From 1956, Prime Minister S.W.R.D. Bandaranaike and later his widow Sirimavo took bold steps to build NAM without being aligned to the superpowers the United States and Soviet Union during the cold war era. So much so Ms. Bandaranaike had the privilege of presiding over the 1976 NAM Summit held in Colombo and attended by about 75 heads of State or Government.
But in the past three decades NAM appears to have lost direction with its record being only a shadow of its rhetoric. The end of the cold war in the 1990s was probably the main cause for the decline of NAM, which is today neither dead nor alive if not a sham. Despite all the hype by Iran, only about 30 leaders attended the Teheran Summit. The final communiqué was vague, giving little room for enthusiasm or optimism, largely because most countries are having their own strategies or agendas.
What about Sri Lanka? President Mahinda Rajapaksa in his speech at the Teheran Summit pledged full support for NAM, though insisting that each country should have the freedom to work out its own local and international policy without interference.
The effects of the 30-year ethnic war and the current muddle in foreign policy have placed Sri Lanka on a tight rope in the struggle between China and the US for control of the Indian Ocean area with India backing the US.
In the Rajapaksa era, Sri Lanka has given several huge projects to China including the vast shopping mall complex opposite the Galle Face green. According to analysts, this site was originally to be given to India but later given to China in a move that caused grave concern in New Delhi. Sri Lanka has also been borrowing billions of dollars from commercial banks in China, raising questions as to whether we have pawned ourselves or become a pawn of Beijing.
Amid growing concern expressed by India about a possible Sri Lankan alliance with China, the President is now offering India a huge area of prime land in the Fort.
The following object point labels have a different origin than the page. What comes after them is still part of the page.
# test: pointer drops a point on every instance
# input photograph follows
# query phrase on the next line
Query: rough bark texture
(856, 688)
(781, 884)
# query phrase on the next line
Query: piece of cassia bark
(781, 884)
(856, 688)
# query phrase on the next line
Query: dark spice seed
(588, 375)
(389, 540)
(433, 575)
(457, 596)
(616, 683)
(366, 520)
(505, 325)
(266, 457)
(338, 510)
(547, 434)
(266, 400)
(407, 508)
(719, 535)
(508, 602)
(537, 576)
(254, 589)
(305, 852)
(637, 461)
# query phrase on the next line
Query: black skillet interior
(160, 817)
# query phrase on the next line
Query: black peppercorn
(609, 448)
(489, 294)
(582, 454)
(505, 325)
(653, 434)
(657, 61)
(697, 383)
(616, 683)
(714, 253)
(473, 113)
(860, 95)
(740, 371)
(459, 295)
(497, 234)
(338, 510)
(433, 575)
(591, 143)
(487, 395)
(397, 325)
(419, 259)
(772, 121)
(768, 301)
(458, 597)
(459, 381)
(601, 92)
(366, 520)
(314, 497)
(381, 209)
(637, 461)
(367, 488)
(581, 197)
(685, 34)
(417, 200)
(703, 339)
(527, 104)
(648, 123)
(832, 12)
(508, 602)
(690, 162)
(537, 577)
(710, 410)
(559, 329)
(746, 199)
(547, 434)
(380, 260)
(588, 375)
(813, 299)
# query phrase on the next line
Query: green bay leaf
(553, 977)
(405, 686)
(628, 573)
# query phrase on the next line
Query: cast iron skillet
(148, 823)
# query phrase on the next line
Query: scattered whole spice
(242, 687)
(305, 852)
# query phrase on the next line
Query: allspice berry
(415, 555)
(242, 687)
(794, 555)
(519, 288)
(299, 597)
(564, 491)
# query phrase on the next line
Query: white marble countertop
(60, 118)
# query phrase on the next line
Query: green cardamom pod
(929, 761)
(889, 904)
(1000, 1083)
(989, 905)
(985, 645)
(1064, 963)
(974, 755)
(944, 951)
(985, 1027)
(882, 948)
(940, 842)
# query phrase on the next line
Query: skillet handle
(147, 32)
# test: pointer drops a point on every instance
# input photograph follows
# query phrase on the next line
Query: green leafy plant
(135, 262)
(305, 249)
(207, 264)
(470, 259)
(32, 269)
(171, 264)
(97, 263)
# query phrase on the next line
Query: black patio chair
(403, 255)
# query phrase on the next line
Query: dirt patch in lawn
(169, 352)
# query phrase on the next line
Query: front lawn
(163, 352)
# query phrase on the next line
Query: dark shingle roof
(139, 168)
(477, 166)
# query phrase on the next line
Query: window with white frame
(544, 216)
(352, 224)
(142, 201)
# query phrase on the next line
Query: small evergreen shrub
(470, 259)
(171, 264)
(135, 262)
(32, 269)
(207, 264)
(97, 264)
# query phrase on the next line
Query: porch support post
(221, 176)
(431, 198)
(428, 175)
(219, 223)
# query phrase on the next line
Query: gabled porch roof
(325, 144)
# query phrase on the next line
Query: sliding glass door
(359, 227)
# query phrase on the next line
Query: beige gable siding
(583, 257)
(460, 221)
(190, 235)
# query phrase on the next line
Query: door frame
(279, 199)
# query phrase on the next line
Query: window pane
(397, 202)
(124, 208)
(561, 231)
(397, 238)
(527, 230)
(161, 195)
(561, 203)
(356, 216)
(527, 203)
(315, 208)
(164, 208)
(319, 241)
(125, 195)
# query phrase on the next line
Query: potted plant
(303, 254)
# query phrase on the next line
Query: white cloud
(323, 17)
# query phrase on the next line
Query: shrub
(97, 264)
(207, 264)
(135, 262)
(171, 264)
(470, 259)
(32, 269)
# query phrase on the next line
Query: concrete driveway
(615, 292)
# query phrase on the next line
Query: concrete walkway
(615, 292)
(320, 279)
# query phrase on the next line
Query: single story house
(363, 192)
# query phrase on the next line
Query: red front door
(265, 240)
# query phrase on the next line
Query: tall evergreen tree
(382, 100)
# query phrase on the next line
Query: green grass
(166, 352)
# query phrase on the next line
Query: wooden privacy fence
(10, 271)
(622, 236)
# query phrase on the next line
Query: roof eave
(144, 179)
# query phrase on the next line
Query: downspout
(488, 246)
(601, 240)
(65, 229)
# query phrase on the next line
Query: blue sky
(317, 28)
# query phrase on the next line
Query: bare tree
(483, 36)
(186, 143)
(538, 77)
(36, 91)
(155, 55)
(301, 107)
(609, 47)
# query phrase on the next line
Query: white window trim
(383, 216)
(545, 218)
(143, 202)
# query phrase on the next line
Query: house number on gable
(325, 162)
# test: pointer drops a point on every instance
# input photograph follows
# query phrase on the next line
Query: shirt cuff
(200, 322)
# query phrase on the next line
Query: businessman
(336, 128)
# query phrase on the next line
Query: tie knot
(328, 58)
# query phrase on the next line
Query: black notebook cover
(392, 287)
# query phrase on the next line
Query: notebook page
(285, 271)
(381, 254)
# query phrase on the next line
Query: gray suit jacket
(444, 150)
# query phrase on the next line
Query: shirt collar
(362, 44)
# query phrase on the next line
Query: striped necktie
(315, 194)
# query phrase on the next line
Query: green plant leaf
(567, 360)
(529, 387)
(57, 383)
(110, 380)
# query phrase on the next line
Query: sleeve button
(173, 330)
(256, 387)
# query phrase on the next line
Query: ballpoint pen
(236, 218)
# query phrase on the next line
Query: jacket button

An Indian company is to build a high-rise transworks tower in the site opposite the CTO. India also has other huge projects in Sri Lanka including the North, and analysts are concerned whether the foreign policy is leading to a crisis where half of Sri Lanka may by controlled by China and the other half by India.
If urgent and effective steps are not taken to sort out this crisis, Sri Lanka might face something worse than what the Tiger-terrorists threatened to do.